Il a par ailleurs relevé que la réduction des effectifs pesait plus lourdement que prévu sur les officiers et les sous-officiers, que le recrutement, et surtout la fidélisation de militaires du rang, enjeu essentiel et principale difficulté des armées professionnalisées, suscitait aujourd'hui des inquiétudes croissantes, plus ou moins officiellement exprimées, et qu'enfin les prévisions faites en matière de recrutement de personnels civils étaient clairement infirmées par la réalité.

De fait, M. Maurice Blin, rapporteur spécial, a souligné que plusieurs facteurs pèsent dès maintenant, ou pèseront rapidement, sur le volume et la qualité du recrutement au sein des armées, et surtout sur la capacité de celles-ci à conserver leur ressource : la reprise du marché du travail, l'application unilatérale des 35 heures sur le marché civil et sa transposition sur la fonction publique civile, face aux contraintes propres au métier militaire, enfin l'insuffisance évidente, en l'état actuel, des " avantages annexes " proposés, en particulier en ce qui concerne les capacités et aides au logement, et les avantages familiaux.

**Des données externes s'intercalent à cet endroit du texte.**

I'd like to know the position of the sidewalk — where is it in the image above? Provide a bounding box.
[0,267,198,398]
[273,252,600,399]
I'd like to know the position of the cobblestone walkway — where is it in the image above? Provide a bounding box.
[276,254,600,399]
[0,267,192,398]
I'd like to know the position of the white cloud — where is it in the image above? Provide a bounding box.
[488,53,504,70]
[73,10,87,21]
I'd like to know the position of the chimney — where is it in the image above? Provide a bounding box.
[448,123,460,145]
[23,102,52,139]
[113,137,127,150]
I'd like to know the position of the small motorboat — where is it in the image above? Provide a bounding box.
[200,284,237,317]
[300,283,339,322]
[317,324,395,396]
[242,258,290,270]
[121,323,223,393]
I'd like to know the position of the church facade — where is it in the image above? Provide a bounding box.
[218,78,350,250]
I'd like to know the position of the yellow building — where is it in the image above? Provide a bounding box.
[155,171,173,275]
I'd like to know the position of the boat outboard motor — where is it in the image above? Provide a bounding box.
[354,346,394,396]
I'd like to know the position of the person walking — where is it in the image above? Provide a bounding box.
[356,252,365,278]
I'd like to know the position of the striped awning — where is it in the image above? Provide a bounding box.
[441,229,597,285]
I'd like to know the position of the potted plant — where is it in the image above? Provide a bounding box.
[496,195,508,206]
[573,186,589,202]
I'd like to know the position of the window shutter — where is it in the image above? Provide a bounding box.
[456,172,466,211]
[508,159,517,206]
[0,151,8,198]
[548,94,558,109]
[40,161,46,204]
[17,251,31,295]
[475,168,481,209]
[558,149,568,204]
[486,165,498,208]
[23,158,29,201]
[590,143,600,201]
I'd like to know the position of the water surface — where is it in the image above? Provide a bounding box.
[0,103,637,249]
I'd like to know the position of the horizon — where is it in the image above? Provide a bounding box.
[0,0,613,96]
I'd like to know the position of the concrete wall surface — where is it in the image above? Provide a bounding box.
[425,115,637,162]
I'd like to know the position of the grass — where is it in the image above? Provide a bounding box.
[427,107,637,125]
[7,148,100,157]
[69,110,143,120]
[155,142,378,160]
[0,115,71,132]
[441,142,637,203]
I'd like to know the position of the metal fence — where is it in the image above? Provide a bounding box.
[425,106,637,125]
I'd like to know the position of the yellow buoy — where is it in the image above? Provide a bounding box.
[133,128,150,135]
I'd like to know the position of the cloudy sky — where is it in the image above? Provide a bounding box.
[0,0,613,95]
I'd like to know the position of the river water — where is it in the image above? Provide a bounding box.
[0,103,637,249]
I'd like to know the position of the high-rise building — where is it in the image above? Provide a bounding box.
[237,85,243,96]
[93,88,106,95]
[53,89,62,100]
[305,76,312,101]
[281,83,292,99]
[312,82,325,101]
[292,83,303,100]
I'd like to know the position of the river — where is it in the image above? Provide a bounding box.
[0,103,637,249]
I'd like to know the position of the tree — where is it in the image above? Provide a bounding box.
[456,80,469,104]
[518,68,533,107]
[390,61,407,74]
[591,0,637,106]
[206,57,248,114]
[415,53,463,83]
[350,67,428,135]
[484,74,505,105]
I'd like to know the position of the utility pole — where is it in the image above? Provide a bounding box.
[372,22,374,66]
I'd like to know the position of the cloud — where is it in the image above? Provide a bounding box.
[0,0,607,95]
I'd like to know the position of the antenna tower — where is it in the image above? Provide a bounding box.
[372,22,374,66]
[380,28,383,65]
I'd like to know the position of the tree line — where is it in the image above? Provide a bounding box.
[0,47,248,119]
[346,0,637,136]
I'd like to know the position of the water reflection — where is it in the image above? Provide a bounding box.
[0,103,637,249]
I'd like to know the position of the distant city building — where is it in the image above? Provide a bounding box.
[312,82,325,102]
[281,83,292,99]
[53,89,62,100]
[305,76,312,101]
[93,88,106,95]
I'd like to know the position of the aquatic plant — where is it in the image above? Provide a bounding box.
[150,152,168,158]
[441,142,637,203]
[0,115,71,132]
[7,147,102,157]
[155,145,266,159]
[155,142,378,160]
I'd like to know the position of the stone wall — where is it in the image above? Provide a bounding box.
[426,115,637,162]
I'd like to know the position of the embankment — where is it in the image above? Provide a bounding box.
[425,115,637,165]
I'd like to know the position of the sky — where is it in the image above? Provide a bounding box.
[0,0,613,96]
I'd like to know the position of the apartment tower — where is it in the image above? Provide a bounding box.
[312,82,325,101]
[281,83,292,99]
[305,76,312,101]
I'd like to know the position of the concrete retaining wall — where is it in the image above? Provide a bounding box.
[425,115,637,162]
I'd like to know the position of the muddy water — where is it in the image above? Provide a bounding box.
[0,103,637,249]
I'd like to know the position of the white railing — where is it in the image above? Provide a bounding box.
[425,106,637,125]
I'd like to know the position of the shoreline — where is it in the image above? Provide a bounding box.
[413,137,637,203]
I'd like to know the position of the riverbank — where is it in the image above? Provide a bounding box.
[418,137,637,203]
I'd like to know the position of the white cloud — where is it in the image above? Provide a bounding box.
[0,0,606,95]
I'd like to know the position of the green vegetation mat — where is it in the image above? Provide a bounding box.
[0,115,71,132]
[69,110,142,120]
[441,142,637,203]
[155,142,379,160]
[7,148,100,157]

M. Maurice Blin, rapporteur spécial, a ensuite souligné la progression considérable des dépenses de rémunérations et de charges sociales depuis 1996.

A près de 85 milliards de francs, les dépenses de rémunérations et de charges sociales représentent désormais près de 80 % du titre III, soit près de la moitié du budget militaire. De fait, en exécution, de 1996 à 1999, les dépenses de rémunérations auront progressé de plus de 8 %, celles des charges sociales de près de 17 %, tandis que les crédits de fonctionnement courant auront diminué de près de 20 %.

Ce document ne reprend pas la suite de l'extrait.